= Two-element Boolean algebra =

Boolean algebra

In mathematics and abstract algebra, the two-element Boolean algebra is the Boolean algebra whose underlying set (or universe or carrier) B is the Boolean domain. The elements of the Boolean domain are 1 and 0 by convention, so that B = {0, 1}. Paul Halmos's name for this algebra "2" has some following in the literature, and will be employed here.

==Definition==
B is a partially ordered set and the elements of B are also its bounds.
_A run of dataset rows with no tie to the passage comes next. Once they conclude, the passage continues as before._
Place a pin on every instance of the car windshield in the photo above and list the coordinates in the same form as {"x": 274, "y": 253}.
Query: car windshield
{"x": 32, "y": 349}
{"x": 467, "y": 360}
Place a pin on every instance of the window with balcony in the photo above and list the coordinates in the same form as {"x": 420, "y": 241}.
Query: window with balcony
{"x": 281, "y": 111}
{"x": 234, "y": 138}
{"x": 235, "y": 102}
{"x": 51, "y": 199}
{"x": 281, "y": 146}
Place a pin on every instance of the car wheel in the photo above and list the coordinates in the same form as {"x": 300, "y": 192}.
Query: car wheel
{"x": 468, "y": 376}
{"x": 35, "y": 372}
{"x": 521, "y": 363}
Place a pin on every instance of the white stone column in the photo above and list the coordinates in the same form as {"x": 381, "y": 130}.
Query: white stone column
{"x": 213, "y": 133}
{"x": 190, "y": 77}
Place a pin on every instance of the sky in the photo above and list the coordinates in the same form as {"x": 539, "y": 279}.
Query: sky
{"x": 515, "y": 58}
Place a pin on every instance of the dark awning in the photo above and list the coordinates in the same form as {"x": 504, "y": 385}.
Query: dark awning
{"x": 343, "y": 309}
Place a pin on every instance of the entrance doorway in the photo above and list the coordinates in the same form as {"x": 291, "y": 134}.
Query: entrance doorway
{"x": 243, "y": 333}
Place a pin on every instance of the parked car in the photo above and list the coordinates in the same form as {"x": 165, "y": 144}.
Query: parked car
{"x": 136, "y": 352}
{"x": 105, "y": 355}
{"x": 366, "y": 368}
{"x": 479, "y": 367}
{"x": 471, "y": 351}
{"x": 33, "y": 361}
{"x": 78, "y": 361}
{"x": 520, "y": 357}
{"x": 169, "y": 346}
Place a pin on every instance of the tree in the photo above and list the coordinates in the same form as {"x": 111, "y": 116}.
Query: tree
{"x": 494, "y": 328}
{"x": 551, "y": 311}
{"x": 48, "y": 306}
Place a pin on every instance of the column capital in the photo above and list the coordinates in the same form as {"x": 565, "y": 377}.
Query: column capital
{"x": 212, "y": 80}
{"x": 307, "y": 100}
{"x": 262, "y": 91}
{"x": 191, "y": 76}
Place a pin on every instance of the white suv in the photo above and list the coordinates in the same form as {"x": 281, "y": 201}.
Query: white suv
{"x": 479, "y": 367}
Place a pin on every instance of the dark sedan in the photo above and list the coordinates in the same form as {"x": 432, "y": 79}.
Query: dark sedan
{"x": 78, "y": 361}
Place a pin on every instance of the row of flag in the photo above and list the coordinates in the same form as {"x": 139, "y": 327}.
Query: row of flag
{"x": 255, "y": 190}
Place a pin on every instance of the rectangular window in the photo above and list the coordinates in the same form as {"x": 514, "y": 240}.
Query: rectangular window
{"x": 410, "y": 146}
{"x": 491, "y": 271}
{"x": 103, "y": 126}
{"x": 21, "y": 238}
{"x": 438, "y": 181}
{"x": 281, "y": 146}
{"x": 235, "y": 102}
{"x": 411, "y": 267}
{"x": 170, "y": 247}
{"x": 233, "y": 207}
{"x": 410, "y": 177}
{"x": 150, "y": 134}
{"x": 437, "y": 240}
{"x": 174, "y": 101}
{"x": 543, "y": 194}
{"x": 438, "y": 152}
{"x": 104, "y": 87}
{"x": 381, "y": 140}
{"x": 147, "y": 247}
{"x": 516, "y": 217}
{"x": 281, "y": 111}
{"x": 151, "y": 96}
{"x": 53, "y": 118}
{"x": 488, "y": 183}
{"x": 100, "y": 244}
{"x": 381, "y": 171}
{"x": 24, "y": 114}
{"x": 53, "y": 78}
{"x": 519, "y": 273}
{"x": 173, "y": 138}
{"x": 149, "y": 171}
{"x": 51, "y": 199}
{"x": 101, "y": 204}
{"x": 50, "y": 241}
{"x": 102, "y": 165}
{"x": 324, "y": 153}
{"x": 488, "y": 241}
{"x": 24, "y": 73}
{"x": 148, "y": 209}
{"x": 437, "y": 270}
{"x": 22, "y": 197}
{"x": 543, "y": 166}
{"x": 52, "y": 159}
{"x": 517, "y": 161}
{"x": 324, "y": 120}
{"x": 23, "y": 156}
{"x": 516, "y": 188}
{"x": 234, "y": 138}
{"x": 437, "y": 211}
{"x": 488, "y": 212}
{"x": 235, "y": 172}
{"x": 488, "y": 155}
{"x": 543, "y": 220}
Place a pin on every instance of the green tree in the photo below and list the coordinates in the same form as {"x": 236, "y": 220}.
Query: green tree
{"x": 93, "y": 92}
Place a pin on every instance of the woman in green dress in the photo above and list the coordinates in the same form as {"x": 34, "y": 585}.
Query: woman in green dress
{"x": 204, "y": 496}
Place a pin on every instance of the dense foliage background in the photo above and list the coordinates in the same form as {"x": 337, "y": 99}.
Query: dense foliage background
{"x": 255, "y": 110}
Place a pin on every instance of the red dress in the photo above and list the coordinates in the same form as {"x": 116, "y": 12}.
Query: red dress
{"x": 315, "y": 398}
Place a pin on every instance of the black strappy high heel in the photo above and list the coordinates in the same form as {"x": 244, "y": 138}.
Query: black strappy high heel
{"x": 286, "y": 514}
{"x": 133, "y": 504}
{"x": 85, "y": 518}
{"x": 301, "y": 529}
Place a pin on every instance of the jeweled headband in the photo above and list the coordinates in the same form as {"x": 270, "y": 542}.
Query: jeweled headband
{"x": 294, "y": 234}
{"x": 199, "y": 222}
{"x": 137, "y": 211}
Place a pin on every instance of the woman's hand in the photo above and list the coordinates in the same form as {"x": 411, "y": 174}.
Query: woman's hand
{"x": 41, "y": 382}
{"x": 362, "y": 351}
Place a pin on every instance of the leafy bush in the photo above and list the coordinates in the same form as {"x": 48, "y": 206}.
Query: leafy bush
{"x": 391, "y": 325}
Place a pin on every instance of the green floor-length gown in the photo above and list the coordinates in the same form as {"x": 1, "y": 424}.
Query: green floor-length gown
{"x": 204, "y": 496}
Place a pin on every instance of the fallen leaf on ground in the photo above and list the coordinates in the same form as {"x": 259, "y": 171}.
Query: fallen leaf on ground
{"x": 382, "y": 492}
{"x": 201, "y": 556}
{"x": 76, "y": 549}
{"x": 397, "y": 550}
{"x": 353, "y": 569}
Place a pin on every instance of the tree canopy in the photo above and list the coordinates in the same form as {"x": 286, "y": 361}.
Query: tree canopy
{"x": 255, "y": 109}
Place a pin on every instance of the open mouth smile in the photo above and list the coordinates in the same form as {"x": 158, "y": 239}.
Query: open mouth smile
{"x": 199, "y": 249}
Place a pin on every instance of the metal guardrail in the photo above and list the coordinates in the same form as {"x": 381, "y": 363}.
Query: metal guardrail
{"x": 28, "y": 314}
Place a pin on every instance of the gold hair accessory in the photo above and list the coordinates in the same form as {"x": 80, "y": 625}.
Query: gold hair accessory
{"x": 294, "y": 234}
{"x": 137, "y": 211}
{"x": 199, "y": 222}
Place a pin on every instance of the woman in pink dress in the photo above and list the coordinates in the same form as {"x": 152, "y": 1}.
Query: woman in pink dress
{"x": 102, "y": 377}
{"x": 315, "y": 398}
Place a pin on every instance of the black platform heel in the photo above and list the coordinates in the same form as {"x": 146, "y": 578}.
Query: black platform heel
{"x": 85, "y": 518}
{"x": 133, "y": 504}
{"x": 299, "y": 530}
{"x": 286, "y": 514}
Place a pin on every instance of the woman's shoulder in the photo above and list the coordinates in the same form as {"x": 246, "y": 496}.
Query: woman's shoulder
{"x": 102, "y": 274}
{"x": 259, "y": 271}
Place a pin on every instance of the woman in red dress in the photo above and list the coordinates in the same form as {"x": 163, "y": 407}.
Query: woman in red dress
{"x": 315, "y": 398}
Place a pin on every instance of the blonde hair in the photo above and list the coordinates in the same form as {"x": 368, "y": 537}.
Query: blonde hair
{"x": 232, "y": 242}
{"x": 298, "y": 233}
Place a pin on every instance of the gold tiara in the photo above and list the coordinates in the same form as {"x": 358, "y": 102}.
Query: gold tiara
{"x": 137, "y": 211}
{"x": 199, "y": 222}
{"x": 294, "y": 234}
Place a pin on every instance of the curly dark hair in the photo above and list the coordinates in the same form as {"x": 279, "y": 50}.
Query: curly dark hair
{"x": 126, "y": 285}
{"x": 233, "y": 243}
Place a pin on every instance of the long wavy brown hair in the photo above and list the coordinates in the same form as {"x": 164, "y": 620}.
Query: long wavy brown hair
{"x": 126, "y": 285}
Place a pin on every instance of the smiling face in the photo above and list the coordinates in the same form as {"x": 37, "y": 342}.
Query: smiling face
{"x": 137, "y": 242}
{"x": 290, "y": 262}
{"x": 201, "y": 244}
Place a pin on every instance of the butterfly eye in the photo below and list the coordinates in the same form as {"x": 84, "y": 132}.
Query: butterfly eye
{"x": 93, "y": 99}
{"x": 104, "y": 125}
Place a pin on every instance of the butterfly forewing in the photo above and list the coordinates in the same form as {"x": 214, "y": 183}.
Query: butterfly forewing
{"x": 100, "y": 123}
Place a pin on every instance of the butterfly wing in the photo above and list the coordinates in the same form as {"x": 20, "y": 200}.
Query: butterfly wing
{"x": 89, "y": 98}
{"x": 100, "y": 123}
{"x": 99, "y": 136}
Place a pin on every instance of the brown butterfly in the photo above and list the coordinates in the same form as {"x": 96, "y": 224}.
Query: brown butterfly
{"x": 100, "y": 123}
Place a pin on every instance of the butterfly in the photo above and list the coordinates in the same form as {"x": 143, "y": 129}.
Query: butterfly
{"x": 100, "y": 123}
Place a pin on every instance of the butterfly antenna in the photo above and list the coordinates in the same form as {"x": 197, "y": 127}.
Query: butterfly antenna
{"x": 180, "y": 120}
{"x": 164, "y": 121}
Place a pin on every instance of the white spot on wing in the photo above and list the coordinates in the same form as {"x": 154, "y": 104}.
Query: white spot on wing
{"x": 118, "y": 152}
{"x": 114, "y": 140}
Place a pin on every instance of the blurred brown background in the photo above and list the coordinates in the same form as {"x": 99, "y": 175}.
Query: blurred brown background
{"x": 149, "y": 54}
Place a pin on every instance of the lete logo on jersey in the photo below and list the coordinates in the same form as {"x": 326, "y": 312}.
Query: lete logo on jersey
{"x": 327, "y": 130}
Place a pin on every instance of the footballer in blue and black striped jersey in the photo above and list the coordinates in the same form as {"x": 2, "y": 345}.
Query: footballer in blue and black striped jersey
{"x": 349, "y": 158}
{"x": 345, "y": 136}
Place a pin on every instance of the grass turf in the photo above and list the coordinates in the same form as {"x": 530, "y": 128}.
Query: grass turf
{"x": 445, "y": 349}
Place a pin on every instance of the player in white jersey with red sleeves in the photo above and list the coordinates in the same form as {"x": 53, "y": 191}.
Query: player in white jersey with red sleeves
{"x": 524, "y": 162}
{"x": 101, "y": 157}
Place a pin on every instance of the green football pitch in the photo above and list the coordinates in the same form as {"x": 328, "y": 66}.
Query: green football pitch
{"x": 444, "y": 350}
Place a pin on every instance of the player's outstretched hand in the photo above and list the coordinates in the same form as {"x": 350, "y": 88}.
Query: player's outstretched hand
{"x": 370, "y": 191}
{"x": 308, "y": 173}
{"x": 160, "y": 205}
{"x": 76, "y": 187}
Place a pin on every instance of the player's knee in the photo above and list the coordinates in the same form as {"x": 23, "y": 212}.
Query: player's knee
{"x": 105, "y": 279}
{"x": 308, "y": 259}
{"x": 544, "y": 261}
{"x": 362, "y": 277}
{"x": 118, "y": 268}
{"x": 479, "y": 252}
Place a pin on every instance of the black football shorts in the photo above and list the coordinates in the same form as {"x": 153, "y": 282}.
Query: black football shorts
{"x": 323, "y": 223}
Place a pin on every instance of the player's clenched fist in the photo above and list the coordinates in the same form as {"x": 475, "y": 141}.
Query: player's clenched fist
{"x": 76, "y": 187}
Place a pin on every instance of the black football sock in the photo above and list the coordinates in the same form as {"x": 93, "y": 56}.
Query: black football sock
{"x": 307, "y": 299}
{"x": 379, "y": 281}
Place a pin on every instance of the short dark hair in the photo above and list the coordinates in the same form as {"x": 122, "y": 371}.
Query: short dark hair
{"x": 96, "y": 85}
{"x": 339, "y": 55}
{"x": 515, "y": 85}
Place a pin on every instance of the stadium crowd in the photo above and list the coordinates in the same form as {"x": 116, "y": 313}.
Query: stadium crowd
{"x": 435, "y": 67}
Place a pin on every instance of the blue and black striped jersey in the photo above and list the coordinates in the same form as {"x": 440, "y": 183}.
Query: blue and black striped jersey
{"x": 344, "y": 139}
An operation of arity n is a mapping from B^{n} to B. Boolean algebra consists of two binary operations and unary complementation. The binary operations have been named and notated in various ways. Here they are called 'sum' and 'product', and notated by infix '+' and '∙', respectively. Sum and product commute and associate, as in the usual algebra of real numbers. As for the order of operations, brackets are decisive if present. Otherwise '∙' precedes '+'. Hence A ∙ B + C is parsed as (A ∙ B) + C and not as A ∙ (B + C). Complementation is denoted by writing an overbar over its argument. The numerical analog of the complement of X is 1 − X. In the language of universal algebra, a Boolean algebra is a $\langle B,+,$∙$,\overline{..},1,0\rangle$ algebra of type $\langle 2,2,1,0,0\rangle$.

Either one-to-one correspondence between {0,1} and {True,False} yields classical bivalent logic in equational form, with complementation read as NOT. If 1 is read as True, '+' is read as OR, and '∙' as AND, and vice versa if 1 is read as False. These two operations define a commutative semiring, known as the Boolean semiring.

==Some basic identities==
2 can be seen as grounded in the following trivial "Boolean" arithmetic:

$$\begin{align}
&1 + 1 = 1 + 0 = 0 + 1 = 1 \\
&0 + 0 = 0 \\
&0\cdot0 = 0\cdot1 = 1\cdot0 = 0 \\
&1\cdot1 = 1 \\
&\overline{1} = 0 \\
&\overline{0} = 1
\end{align}$$

Note that:
- '+' and '∙' work exactly as in numerical arithmetic, except that 1+1=1. '+' and '∙' are derived by analogy from numerical arithmetic; simply set any nonzero number to 1.
- Swapping 0 and 1, and '+' and '∙' preserves truth; this is the essence of the duality pervading all Boolean algebras.
This Boolean arithmetic suffices to verify any equation of 2, including the axioms, by examining every possible assignment of 0s and 1s to each variable (see decision procedure).

The following equations may now be verified:

$$\begin{align}
&A + A = A \\
&A \cdot A = A \\
&A + 0 = A \\
&A + 1 = 1 \\
&A \cdot 0 = 0 \\
&\overline{\overline{A}} = A
\end{align}$$

Each of '+' and '∙' distributes over the other:
- $\ A \cdot (B+C) = A \cdot B + A \cdot C;$
- $\ A+(B \cdot C) = (A+B) \cdot (A+C).$
That '∙' distributes over '+' agrees with elementary algebra, but not '+' over '∙'. For this and other reasons, a sum of products (leading to a NAND synthesis) is more commonly employed than a product of sums (leading to a NOR synthesis).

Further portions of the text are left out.